What I haven't realised till recently, was that I believe in a sovereign God.
Not that the sovereignty of God was a new thing to me, but I failed to see an aspect of it.
I believe in the sovereignty of God and I have been taking and do take great comfort from the fact that He is in control of all things including my life. But most often, my vision was only on the eternity in the future. I was only trying to take comfort of knowing sovereign God who has elected me out of His own pleasure, and will not fail to take me home one day. When I learned this a few years ago, it was a kind of revolution in my spiritual life. It really did not lie within my power to save myself, but all is done by God's grace and I am eternally thankful and can be reassured of His unfailing purposes. It was magnificent salvation, God was majestic in His total, sovereign rule.
Yet, how foolish and slow is my heart, that it escaped me, that God is sovereign not only in the grand scheme of salvation of His people, but while I live on this earth, on this 4th of October, 2010, He is involved in my life, He is not losing any sight on what is going on in my life, He does protect me, and guard my steps. He knows what I am fearful of, what I am worried about, what I am capable of at this moment, what are my weaknesses, physically, and spiritually, relationally, and intellectually. In all things, He has not lost touch with any thing.
So I ask myself, what am I so afraid of?
I do not know what tomorrow will bring.
I do not know where God is going to take me and my family, and my church.
I don't know what's going to cost me.
I have been disappointed many times in the past with what had happened around me, whether that be personal relationships, sufferings of close family members, or some kind of heart-aching, desperate situation at church.
While I acknowledged that all these happened for a purpose and God had His gracious hand in these, I am still quite a skeptic and a cynic, while desperately trying to control this fear within me whenever some changes are on the horizon.
But, the question I need to come back to is this.
Do I believe in God who is absolutely sovereign?
The God who reigns over the rise and fall of empires over the history of the human race.
The God who is in control of where rain would fall and Sun would shine.

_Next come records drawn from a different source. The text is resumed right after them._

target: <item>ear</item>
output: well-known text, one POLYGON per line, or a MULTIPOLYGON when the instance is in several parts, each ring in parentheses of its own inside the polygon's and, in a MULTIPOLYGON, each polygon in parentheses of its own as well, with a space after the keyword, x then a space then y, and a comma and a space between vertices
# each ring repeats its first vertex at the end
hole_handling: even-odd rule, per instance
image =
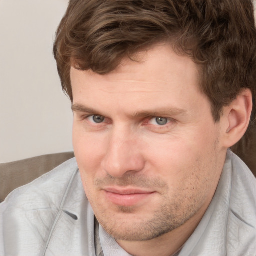
POLYGON ((224 108, 225 148, 234 145, 244 136, 249 125, 252 109, 252 92, 248 88, 242 91, 229 106, 224 108))

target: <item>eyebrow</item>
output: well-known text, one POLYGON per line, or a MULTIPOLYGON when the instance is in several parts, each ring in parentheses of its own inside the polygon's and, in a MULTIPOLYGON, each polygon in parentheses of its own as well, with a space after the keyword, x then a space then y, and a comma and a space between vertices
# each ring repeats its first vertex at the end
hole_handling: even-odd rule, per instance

The God who decides where and when a new star is to be born, and an old star destroyed.
The God who chose a man out of idol-filled nation, and brought through that one old man, a multitude of God worshippers and ultimately, the promised Messiah, His only Son.
The God who throughout the two millennia, against all imaginable odds, protected, nurtured, and renewed church to carry out His mission with the gospel of grace.
This grand God is also the God who is in charge of which sparrow would fall to the ground, and numbers the hair on our head. (Matthew 10:29-31)
So Jesus told us:
“Therefore I tell you, do not be anxious about your life, what you will eat or what you will drink, nor about your body, what you will put on. Is not life more than food, and the body more than clothing? Look at the birds of the air: they neither sow nor reap nor gather into barns, and yet your heavenly Father feeds them. Are you not of more value than they? And which of you by being anxious can add a single hour to his span of life? And why are you anxious about clothing? Consider the lilies of the field, how they grow: they neither toil nor spin, yet I tell you, even Solomon in all his glory was not arrayed like one of these. But if God so clothes the grass of the field, which today is alive and tomorrow is thrown into the oven, will he not much more clothe you, O you of little faith? Therefore do not be anxious, saying, ‘What shall we eat?’ or ‘What shall we drink?’ or ‘What shall we wear?’ For the Gentiles seek after all these things, and your heavenly Father knows that you need them all. But seek first the kingdom of God and his righteousness, and all these things will be added to you. (Matthew 6:25-33)I am not fearless. I am not completely worry-less. I am one of whom Jesus here calls, "you of little faith." I do not have a great faith. But I know this great God. So I will, by His grace, stand and face uncertainties in life. And when all things are over and done with, no tongue would praise my strength as if I got myself through it all, but only God's sustaining power be known and His Name be exalted high.